Bisnis.com, JAKARTA — Proyek pengembangan synthetic natural gas (SNG) atau gas alam sintetis dari batu bara yang digagas oleh PT Bukit Asam Tbk (PTBA) dan PT Perusahaan Gas Negara Tbk. (PGN) membutuhkan dana investasi senilai US$3,2 miliar atau setara dengan Rp52,6 triliun.
Direktur Utama PTBA Arsal Ismail mengatakan, proyek batu bara menjadi SNG tersebut bertujuan untuk mencari alternatif solusi kebutuhan gas nasional dan menambah diversifikasi portofolio energi gas nasional.
“Jadi PTBA karena cadangannya [batu bara] sangat besar, sekitar 2,9 miliar ton, ini ada beberapa cadangan batu baranya yang berkalori rendah yang sangat sesuai untuk dikonversi menjadi gas sintetis,” kata Arsal dalam RDP Komisi XII DPR RI, Senin (5/5/2025).
Adapun, pengembangan proyek SNG dirancang untuk memanfaatkan 8 juta ton batu bara kalori rendah yang diperkirakan menghasilkan volume SNG sekitar 240 billion British thermal unit per day (BBtud).
Dia menerangkan bahwa lokasi proyek direncanakan berada di Tanjung Enim, Sumatra Selatan yang dinilai strategis karena berada dekat dengan infrastruktur PGN.
“Jadi PGN sudah punya infrastrukturnya, jaringan transmisinya itu untuk memenuhi kebutuhan Sumatra Selatan dan Jawa Barat yang sudah terkoneksi,” tuturnya.
Baca Juga
Dalam hal ini, PTBA disebut tetap perlu membangun pipa tambahan sepanjang kurang lebih 57 kilometer (km) menuju stasiun gas Pagardewa.
Skema bisnis yang disiapkan dalam proyek tersebut yakni, PTBA sebagai cool supplier atau pemasok batu bara, pembangunan pabrik, dan konversi dilakukan oleh perusahaan pengelola atau perusahaan company berbentuk joint venture antara PTBA, PGN, dan mitra teknologi.
“Berdasarkan kajian awal bersama PGN, estimasi kebutuhan investasi pabrik proyek ini adalah sebesar US$3,2 miliar. Kami nanti akan terlibat tidak hanya sebagai cool supplier tapi juga di dalam joint venture-nya,” terangnya.

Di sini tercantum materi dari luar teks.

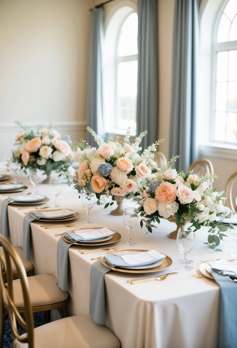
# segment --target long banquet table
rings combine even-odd
[[[26,192],[32,191],[33,188],[27,178],[23,180],[28,186]],[[39,193],[50,199],[44,205],[53,203],[48,185],[39,184],[37,188]],[[6,198],[0,196],[0,205]],[[73,228],[85,226],[81,221],[85,217],[86,213],[76,190],[63,184],[57,200],[60,207],[80,213],[80,216],[75,220]],[[124,203],[124,207],[134,205],[130,200]],[[34,207],[28,210],[18,210],[19,207],[9,204],[8,211],[12,242],[13,245],[22,246],[24,213],[34,210]],[[114,206],[104,209],[103,206],[95,205],[90,212],[90,217],[95,223],[92,225],[117,230],[122,238],[112,245],[122,245],[121,248],[129,249],[123,244],[128,233],[122,217],[109,214],[114,209]],[[175,240],[167,237],[175,229],[174,224],[162,220],[153,228],[152,234],[147,234],[145,226],[142,229],[140,227],[140,218],[132,231],[132,239],[138,242],[133,248],[155,249],[171,257],[173,263],[167,269],[148,275],[113,271],[107,273],[105,277],[107,326],[119,338],[123,348],[216,348],[218,345],[219,288],[214,280],[205,277],[195,278],[190,271],[178,271],[178,274],[170,276],[163,281],[154,279],[133,285],[127,282],[129,279],[176,271],[176,260],[182,258]],[[60,237],[55,235],[72,229],[61,227],[45,229],[40,227],[42,223],[35,221],[31,223],[30,259],[35,274],[52,274],[57,277],[57,244]],[[200,260],[230,259],[228,253],[234,247],[232,238],[229,237],[226,240],[228,243],[223,242],[221,245],[223,251],[212,251],[203,243],[206,241],[207,235],[207,228],[196,232],[193,249],[188,255],[193,260],[193,267],[198,272]],[[81,254],[78,250],[83,248],[90,248],[73,245],[69,250],[70,315],[89,315],[90,270],[95,262],[91,259],[103,255],[99,252]]]

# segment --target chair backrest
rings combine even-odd
[[[231,209],[233,213],[237,213],[236,204],[236,198],[237,197],[236,197],[234,203],[232,193],[234,182],[236,179],[237,179],[237,171],[233,173],[227,179],[225,186],[224,195],[227,199],[223,200],[223,205]]]
[[[198,175],[204,176],[211,173],[214,174],[214,169],[211,161],[205,158],[200,158],[190,165],[189,171],[193,171],[194,173]]]
[[[163,152],[160,151],[157,151],[155,153],[155,156],[153,158],[154,161],[157,163],[158,167],[160,168],[162,166],[163,166],[164,164],[166,164],[167,163],[167,160],[166,157]]]
[[[7,311],[13,330],[13,337],[19,342],[27,343],[29,348],[34,347],[34,319],[30,300],[29,283],[25,268],[21,258],[9,241],[0,234],[0,245],[3,248],[6,265],[7,283],[5,283],[5,276],[2,266],[2,260],[0,262],[1,272],[0,275],[0,293],[1,300],[3,293],[8,302]],[[0,255],[0,258],[1,256]],[[11,271],[11,260],[15,265],[21,284],[24,300],[25,319],[19,313],[15,305],[13,296],[13,278]],[[1,306],[2,307],[2,306]],[[25,330],[27,334],[24,339],[20,337],[18,333],[17,323]]]

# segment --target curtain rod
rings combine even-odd
[[[104,2],[101,2],[101,3],[99,4],[99,5],[96,5],[95,6],[94,8],[99,8],[100,7],[101,7],[103,5],[105,5],[106,3],[108,3],[108,2],[111,2],[112,1],[113,1],[114,0],[107,0],[107,1],[105,1]],[[90,8],[90,11],[93,11],[94,9],[93,8]]]

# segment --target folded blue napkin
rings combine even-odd
[[[104,257],[104,259],[107,263],[112,267],[136,267],[138,266],[145,266],[146,265],[151,264],[155,262],[158,262],[165,257],[165,255],[163,254],[160,254],[161,256],[157,259],[150,260],[146,262],[141,262],[140,263],[129,265],[123,260],[121,256],[117,256],[114,254],[111,255],[105,255]]]
[[[220,288],[220,348],[237,347],[237,283],[211,268]]]
[[[105,325],[106,319],[105,275],[110,270],[103,266],[100,260],[91,266],[89,314],[94,322],[100,325]]]
[[[106,236],[100,236],[95,238],[95,237],[92,237],[89,238],[82,238],[80,236],[77,235],[74,232],[64,232],[63,236],[67,239],[71,240],[71,242],[87,242],[88,240],[99,240],[99,239],[101,239],[103,238],[106,238],[107,237],[110,237],[111,236],[113,236],[117,231],[111,230],[111,233],[106,235]]]
[[[1,209],[1,227],[2,234],[7,238],[10,237],[8,214],[7,213],[7,206],[9,202],[8,199],[4,199],[2,202]]]

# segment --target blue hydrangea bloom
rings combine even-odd
[[[157,179],[155,180],[153,180],[148,185],[148,187],[149,188],[149,191],[155,191],[160,183],[160,181],[158,180]]]
[[[103,176],[107,176],[112,171],[113,167],[110,163],[107,163],[106,162],[100,164],[98,167],[97,171],[99,174]]]

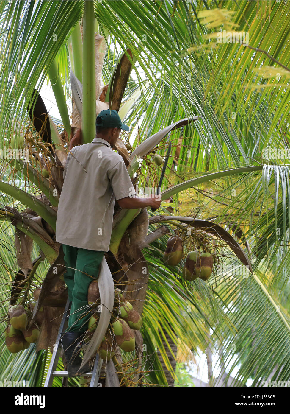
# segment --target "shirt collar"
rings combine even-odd
[[[104,144],[105,145],[107,145],[107,147],[108,147],[110,149],[112,149],[112,147],[109,144],[108,142],[107,141],[106,141],[105,140],[103,140],[101,138],[97,138],[96,137],[96,138],[94,138],[93,140],[91,143],[92,144],[93,142],[96,142],[96,143],[100,142],[101,144]]]

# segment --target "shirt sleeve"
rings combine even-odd
[[[136,195],[130,176],[122,159],[108,172],[108,176],[116,200],[125,197],[134,197]]]

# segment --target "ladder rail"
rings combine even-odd
[[[60,329],[58,330],[58,336],[56,337],[55,344],[53,345],[53,352],[52,356],[51,357],[51,359],[50,360],[49,367],[48,367],[48,370],[47,372],[47,375],[46,375],[46,382],[44,383],[45,388],[46,388],[48,387],[51,387],[53,384],[53,378],[54,378],[54,376],[53,375],[53,372],[54,371],[55,371],[56,367],[58,366],[58,360],[59,359],[60,356],[61,350],[60,348],[60,335],[62,332],[63,332],[65,323],[66,318],[68,316],[67,313],[68,313],[69,304],[70,302],[68,298],[65,305],[65,308],[64,314],[62,319],[61,322],[60,322]],[[56,347],[55,346],[55,345],[57,345]],[[55,349],[55,348],[56,349]]]
[[[63,332],[65,324],[67,320],[68,316],[70,315],[70,311],[69,310],[69,305],[70,302],[68,298],[65,305],[65,312],[62,318],[61,322],[60,322],[60,325],[58,333],[56,337],[55,344],[53,346],[53,352],[51,359],[50,359],[46,378],[44,383],[45,388],[51,387],[52,386],[53,380],[55,377],[60,377],[62,378],[69,378],[67,371],[56,371],[58,361],[60,356],[60,352],[61,351],[60,348],[60,337],[61,333]],[[97,353],[92,372],[86,373],[79,375],[80,377],[91,377],[91,379],[89,386],[90,387],[96,387],[98,386],[102,363],[103,359],[100,358],[98,354]]]
[[[95,365],[93,366],[93,370],[92,375],[91,382],[89,385],[89,388],[95,388],[98,386],[101,370],[103,364],[103,359],[100,358],[100,356],[97,353],[95,360]]]

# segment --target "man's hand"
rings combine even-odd
[[[117,200],[117,202],[121,208],[127,209],[134,209],[138,208],[144,208],[145,207],[151,207],[156,209],[159,208],[161,204],[160,195],[156,195],[153,197],[125,197]]]
[[[70,140],[70,147],[69,148],[70,151],[72,148],[73,148],[74,147],[76,147],[77,145],[80,145],[82,141],[81,130],[80,128],[79,128],[75,135],[74,135],[73,137]]]
[[[149,201],[150,200],[151,204],[149,204],[149,207],[157,210],[159,208],[161,204],[161,198],[160,195],[156,195],[154,197],[150,197],[147,199]]]

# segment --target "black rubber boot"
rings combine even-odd
[[[91,372],[89,364],[79,369],[82,359],[79,356],[85,332],[63,332],[61,334],[62,349],[67,364],[69,377],[74,377]]]

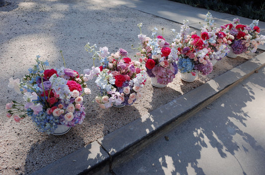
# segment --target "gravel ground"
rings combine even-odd
[[[150,78],[143,89],[142,99],[122,109],[102,110],[94,103],[97,90],[92,81],[92,94],[85,98],[86,117],[82,125],[62,136],[38,132],[30,118],[15,123],[6,117],[5,104],[11,100],[22,101],[7,87],[8,79],[22,78],[35,64],[35,56],[48,60],[50,68],[67,66],[80,72],[92,66],[84,49],[86,43],[107,46],[110,52],[126,50],[131,58],[138,46],[137,24],[143,24],[142,32],[150,36],[154,27],[164,27],[168,41],[173,36],[170,29],[179,31],[180,24],[103,0],[15,0],[0,7],[0,174],[29,174],[74,152],[110,132],[195,88],[210,79],[242,63],[257,54],[242,54],[236,58],[218,62],[207,76],[199,75],[192,83],[177,75],[163,88],[151,85]],[[260,54],[262,51],[260,51]]]

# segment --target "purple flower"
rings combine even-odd
[[[69,76],[74,77],[75,76],[74,73],[74,70],[73,70],[71,69],[66,68],[64,70],[64,71],[65,72],[65,74],[66,75],[68,75]]]
[[[123,57],[127,57],[128,56],[128,53],[123,49],[120,49],[119,52],[120,56],[122,56]]]

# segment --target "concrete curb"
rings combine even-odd
[[[32,175],[109,173],[264,66],[265,52]]]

SNG nantinya akan didistribusikan melalui jaringan pipa existing kepada konsumen akhir. Saat ini, PTBA dengan PGN tengah menyusun head of agreement (HoA) dan akan dilakukan penyusunan feasible study (FS) untuk mengevaluasi aspek teknis, keekonomian, serta formulasi harga yang kompetitif.
Arsal menerangkan, berdasarkan kajian sementara pada 2024, SNG yang dihasilkan ini nanti diproyeksikan akan kompetitif dibandingkan dengan harga LNG impor. Pihaknya menargetkan front-end engineering design (FEED) dapat dimulai pada 2026 diikuti dengan penandatanganan perjanjian kerja sama, keputusan investasi final, proses pembiayaan, dan perizinan.
“Bila seluruh proses ini nanti berjalan sesuai rencana maka pekerjaan lapangan konsumen ini ditargetkan dimulai pada tahun 2028 dan operasional komersialnya pada tahun 2032 dan estimasi waktu konstruksi pabriknya berdasarkan masukan calon mitra teknologi yang memerlukan waktu kurang lebih 3,5 tahun,” pungkasnya.